Total Failure: How not to use clickers to take attendance
I think clickers are a great way to get students actively engaged in a lecture class, and a pretty good way to learn whether students are learning what you’re teaching so you can do something about it immediately. This semester I wanted use them for a third purpose: Collect high quality data on who attended which lectures. It was a total failure.
I believe my students get a lot out of engaging with the material and each other during class, but I’m not sure it would be as valuable if they were forced to be there. Attendance in my classes is not mandatory–I want students in their seats because they believe it’s valuable. Also, it may be that students who skip class and watch it on video get just as much out of that experience. Even though there are serious issues with interpretation, I’d love to have better measures of the correlation between class attendance and class performance. In the past I’ve asked them how many lectures they attended on a pre-midterm survey, but I would rather have objective measures where students aren’t tempted to tell me what they think I want to hear.
At the beginning of this semester I told my students they all had to check a clicker out of the library, register that clicker with their name, and bring it to class when they came to class. I told them how we would use the clickers and that I would keep track of attendance with them. I told my students that what they actually clicked would have absolutely no effect on their grade, and I started each class for the first few weeks with a simple question. I thought the first one was pretty easy:
But maybe this question isn’t quite as simple as it looks. If you add one positron to one electron, you get zero particles (and a fair bit of energy). If you add one rain drop to another rain drop you get one big rain drop. And sometimes when you add a man and a woman and wait a few months, you’ll get three people. Because answering this question with a clicker wasn’t universal, I asked an easier one at the beginning of the next class:
When participation didn’t match attendance again, I compared the clicker registration data to the class roster and emailed everyone who hadn’t registered politely asking them to get a clicker if they hadn’t already and register it. The following week, when participation still wasn’t reflective of attendance, I gave up and for the rest of the semester just used clickers as I had in the past: solely for engagement and feedback.
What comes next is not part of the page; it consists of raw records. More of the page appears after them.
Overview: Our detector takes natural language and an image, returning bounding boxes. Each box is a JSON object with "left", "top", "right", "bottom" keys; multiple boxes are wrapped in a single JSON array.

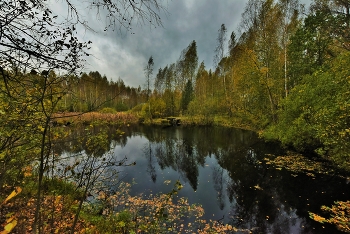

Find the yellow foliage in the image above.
[{"left": 2, "top": 187, "right": 22, "bottom": 204}]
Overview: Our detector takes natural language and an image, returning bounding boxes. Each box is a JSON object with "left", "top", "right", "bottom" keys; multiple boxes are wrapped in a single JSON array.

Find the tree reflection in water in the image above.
[{"left": 57, "top": 126, "right": 350, "bottom": 233}]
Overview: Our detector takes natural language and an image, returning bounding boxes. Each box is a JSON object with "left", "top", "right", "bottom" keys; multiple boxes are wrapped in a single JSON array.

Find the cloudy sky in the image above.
[{"left": 55, "top": 0, "right": 308, "bottom": 87}]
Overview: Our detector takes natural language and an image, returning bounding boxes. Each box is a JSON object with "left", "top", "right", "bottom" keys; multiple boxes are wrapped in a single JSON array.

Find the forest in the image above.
[
  {"left": 0, "top": 0, "right": 350, "bottom": 233},
  {"left": 58, "top": 1, "right": 350, "bottom": 172}
]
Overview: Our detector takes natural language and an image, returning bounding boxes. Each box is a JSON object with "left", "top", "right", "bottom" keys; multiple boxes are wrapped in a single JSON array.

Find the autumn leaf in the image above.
[
  {"left": 2, "top": 187, "right": 22, "bottom": 204},
  {"left": 0, "top": 219, "right": 17, "bottom": 234}
]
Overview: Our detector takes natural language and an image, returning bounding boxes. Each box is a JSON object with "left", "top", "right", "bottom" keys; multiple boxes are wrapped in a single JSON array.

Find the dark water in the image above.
[{"left": 55, "top": 126, "right": 350, "bottom": 234}]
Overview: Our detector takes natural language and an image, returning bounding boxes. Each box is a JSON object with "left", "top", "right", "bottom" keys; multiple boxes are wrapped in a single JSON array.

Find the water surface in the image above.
[{"left": 56, "top": 126, "right": 350, "bottom": 233}]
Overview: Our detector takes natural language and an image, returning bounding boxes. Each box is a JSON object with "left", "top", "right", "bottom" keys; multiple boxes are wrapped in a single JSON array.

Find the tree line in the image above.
[{"left": 142, "top": 0, "right": 350, "bottom": 171}]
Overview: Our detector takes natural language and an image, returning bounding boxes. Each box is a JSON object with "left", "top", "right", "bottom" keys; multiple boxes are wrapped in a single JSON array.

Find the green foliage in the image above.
[
  {"left": 264, "top": 53, "right": 350, "bottom": 169},
  {"left": 99, "top": 107, "right": 117, "bottom": 114}
]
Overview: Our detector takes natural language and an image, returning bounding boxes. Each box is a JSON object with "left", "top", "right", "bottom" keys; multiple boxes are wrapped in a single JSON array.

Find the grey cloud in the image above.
[{"left": 53, "top": 0, "right": 248, "bottom": 87}]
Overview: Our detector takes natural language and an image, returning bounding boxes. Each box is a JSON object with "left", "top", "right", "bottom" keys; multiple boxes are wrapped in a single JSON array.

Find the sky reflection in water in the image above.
[{"left": 104, "top": 127, "right": 349, "bottom": 233}]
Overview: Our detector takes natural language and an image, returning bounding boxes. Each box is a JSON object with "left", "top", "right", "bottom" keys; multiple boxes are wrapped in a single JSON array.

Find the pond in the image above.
[{"left": 53, "top": 125, "right": 350, "bottom": 233}]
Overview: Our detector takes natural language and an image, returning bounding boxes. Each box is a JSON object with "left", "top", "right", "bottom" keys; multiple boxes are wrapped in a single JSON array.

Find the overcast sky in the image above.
[{"left": 51, "top": 0, "right": 308, "bottom": 87}]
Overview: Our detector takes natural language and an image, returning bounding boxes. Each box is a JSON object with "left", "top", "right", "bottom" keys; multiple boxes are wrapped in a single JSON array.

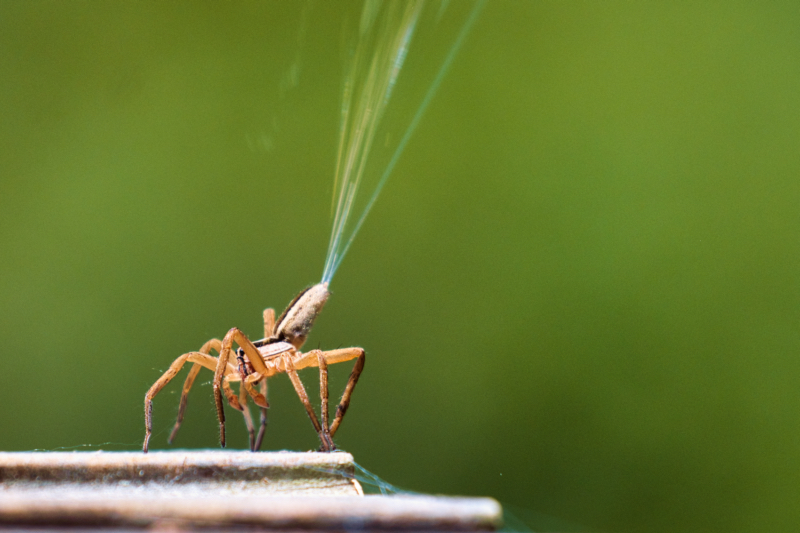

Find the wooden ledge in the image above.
[{"left": 0, "top": 451, "right": 501, "bottom": 531}]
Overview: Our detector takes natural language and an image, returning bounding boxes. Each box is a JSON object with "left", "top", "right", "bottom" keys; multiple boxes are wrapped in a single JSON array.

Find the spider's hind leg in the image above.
[{"left": 167, "top": 339, "right": 222, "bottom": 444}]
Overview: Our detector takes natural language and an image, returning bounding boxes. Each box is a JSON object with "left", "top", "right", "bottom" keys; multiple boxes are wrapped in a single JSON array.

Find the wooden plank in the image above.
[{"left": 0, "top": 451, "right": 501, "bottom": 531}]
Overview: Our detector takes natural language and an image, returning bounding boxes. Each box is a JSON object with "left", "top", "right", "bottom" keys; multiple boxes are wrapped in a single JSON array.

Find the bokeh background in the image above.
[{"left": 0, "top": 0, "right": 800, "bottom": 532}]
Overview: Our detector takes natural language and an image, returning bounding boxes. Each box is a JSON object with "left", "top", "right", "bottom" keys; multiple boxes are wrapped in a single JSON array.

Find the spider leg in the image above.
[
  {"left": 142, "top": 352, "right": 233, "bottom": 453},
  {"left": 213, "top": 328, "right": 267, "bottom": 448},
  {"left": 253, "top": 378, "right": 267, "bottom": 452},
  {"left": 239, "top": 381, "right": 256, "bottom": 452},
  {"left": 167, "top": 339, "right": 222, "bottom": 444},
  {"left": 264, "top": 308, "right": 275, "bottom": 339},
  {"left": 283, "top": 354, "right": 333, "bottom": 452},
  {"left": 326, "top": 348, "right": 366, "bottom": 438}
]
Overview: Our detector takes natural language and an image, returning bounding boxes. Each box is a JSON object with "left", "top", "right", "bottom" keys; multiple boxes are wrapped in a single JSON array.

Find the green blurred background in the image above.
[{"left": 0, "top": 0, "right": 800, "bottom": 532}]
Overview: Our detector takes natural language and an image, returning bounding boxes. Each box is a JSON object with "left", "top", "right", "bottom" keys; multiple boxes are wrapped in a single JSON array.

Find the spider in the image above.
[{"left": 143, "top": 282, "right": 365, "bottom": 453}]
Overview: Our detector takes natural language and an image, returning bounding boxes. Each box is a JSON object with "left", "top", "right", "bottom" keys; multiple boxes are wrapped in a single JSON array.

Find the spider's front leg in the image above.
[{"left": 283, "top": 350, "right": 336, "bottom": 452}]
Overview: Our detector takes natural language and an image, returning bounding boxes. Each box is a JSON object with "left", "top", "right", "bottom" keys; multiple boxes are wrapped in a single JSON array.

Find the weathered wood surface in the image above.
[{"left": 0, "top": 451, "right": 501, "bottom": 531}]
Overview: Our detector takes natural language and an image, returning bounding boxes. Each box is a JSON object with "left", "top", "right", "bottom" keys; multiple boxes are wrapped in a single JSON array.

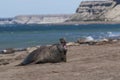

To be honest, I don’t know why it failed so miserably–On the last day of class my teaching assistant counted 40 students in the room and the highest number of clicks a question got was 18. I would be very interested in theories since knowing will help me decide what to do next. That said, I have a few ideas:
-
Make attendance (based on clicking or watching at least 50% of a video lecture) a small part of the grade. I worry that this might encourage some students to bring other students’ clickers with them to class.
-
Keep emailing them until everyone has a clicker registered. This won’t make people click once they get to class though.
-
At the beginning of each class have everyone hold up their clicker and manually get the names of everyone that doesn’t have one. Then make sure the number of clicks matches the number held up in the air. Hopefully after a couple rounds, very few people would show up without their clicker. I worry that this process will discourage some students from attending class.
At the end of every episode of the Teach Better Podcast we ask our guests to give an example of something they’ve tried in a class that failed. I firmly believe that the best teachers become the best by trying new things in their classes, and inevitably some of these ideas don’t work out. These failures are learning opportunities, and I’m hoping to eventually learn something from this experience. Any and all insights and ideas are welcome!